THE HIGH TATRAS PART TWO - THE HIKE THAT WENT SOUTH


Tuesday 28th July 2015 

“But I need water,” I mumbled, somehow forcing the words out. Jack was panicking, and I was convinced I was going to die, growing thirstier by the second. My body still refused to stop retching, expelling the last remnants of liquid and leaving me even more irritable and shaky. I didn’t want to keep trudging through this endless, greenish desert, but I had no choice. I had to keep moving, because it was getting darker.

Jack raced ahead, determined to find a solution, and after what felt like an eternity, he finally found a small stream trickling through the cracks in the rocky path. We filled our bottles, and I collapsed onto the ground, not even caring if one of the local bears came and mauled me to death.

The water tasted like soil, earthy and gritty, but I didn’t care. Floating bits of gravel mingled with my gratitude. It was the best thing I had ever tasted.

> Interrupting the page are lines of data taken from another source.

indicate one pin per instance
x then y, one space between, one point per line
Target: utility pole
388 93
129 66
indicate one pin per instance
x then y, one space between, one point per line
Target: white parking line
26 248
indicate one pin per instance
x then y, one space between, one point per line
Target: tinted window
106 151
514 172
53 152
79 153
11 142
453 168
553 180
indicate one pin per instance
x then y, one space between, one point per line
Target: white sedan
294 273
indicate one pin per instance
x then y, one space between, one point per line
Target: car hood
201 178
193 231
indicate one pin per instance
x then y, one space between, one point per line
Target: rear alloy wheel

Jack continued to motivate me down that path, like a soldier determined to get me to safety... No man left behind! But just when I thought it couldn’t get any worse, my sickness decided to take a break from one end and make a debut from the other. Brilliant.

READ PART ONE HERE

High Tatra Valleys

I used branches as a seat and leaves as paper. You can probably imagine the rest. For the first time in hours, I felt strangely unrestrained, almost free… like a wild animal.

As every second dragged on and my body threatened to collapse again, I began to hear familiar sounds... The hums of traffic and voices in the distance. We were getting close to the end. A car park. A road. We had made it! I couldn’t wait to collapse on that bus, head back to the hostel, and sleep for the next century.

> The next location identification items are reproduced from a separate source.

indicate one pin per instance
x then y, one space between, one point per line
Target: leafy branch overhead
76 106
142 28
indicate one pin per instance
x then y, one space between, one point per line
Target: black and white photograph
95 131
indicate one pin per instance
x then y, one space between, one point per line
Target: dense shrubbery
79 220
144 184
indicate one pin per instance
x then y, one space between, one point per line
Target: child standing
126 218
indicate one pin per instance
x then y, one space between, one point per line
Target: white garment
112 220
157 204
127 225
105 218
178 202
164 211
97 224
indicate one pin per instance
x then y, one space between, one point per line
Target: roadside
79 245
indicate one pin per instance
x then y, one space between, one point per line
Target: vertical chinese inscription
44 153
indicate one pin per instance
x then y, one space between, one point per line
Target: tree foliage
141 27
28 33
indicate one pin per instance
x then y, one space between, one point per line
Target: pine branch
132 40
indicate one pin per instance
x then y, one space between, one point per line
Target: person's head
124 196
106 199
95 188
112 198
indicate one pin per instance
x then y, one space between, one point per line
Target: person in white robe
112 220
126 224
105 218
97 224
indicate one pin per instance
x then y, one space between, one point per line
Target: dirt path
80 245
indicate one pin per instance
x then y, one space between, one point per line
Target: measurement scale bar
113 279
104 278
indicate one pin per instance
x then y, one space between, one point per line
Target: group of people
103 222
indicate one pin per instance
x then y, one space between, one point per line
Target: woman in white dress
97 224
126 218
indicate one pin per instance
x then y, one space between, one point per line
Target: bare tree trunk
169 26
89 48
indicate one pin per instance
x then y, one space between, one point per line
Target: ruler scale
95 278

It was 7:00pm when the bus finally arrived to take us home. Hot, sweaty, and utterly defeated, I scanned the carriage for somewhere to sit, but of course, every seat was taken. Irritable and desperate, I must have looked as terrible as I felt: pale, eyes half-closed, swaying from side to side, clutching the pole for dear life.

A woman tapped me on the shoulder and gestured for me to sit. She smiled cautiously. I mouthed “thank you,” but her smile quickly vanished as I violently hurled into an empty plastic bag. When I came up for air, everyone was staring, and in that moment, I was overwhelmingly grateful to have Jack by my side. He sat next to me, rubbing my back... A knight in shining armour amid my vomit-soaked misery.

READ PART ONE HERE

The longest walk of my life, High Tatra Mountains

When we finally arrived back in the small town of Ždiar an hour later, I staggered toward the hostel like a zombie on a mission, weakly waving at the guests lounging on the terrace and mumbling a polite greeting with only one destination in mind. I collapsed onto the bed with the same profound appreciation I had felt earlier that morning and slipped instantly into a deep, much-needed sleep.

It was ‘Italian night’ at the hostel, and though I loved everything Italian, especially the food, it was the last thing on my mind. I spent the night darting to the bathroom, disturbing everyone in the hostel. Despite still feeling terrible, there was a strange sense of contentment that hung around, lingering like a stubborn ghost.

After one final trip to the bathroom, I crawled back into bed. Jack asked how I was feeling, and for the first time in hours, I managed to open my mouth without immediately regretting it. As my exhausted eyes met his, a smirk creeping onto my face, I softly muttered, "F*** you, Jeff." With the faintest of smiles, finally drifted off to sleep.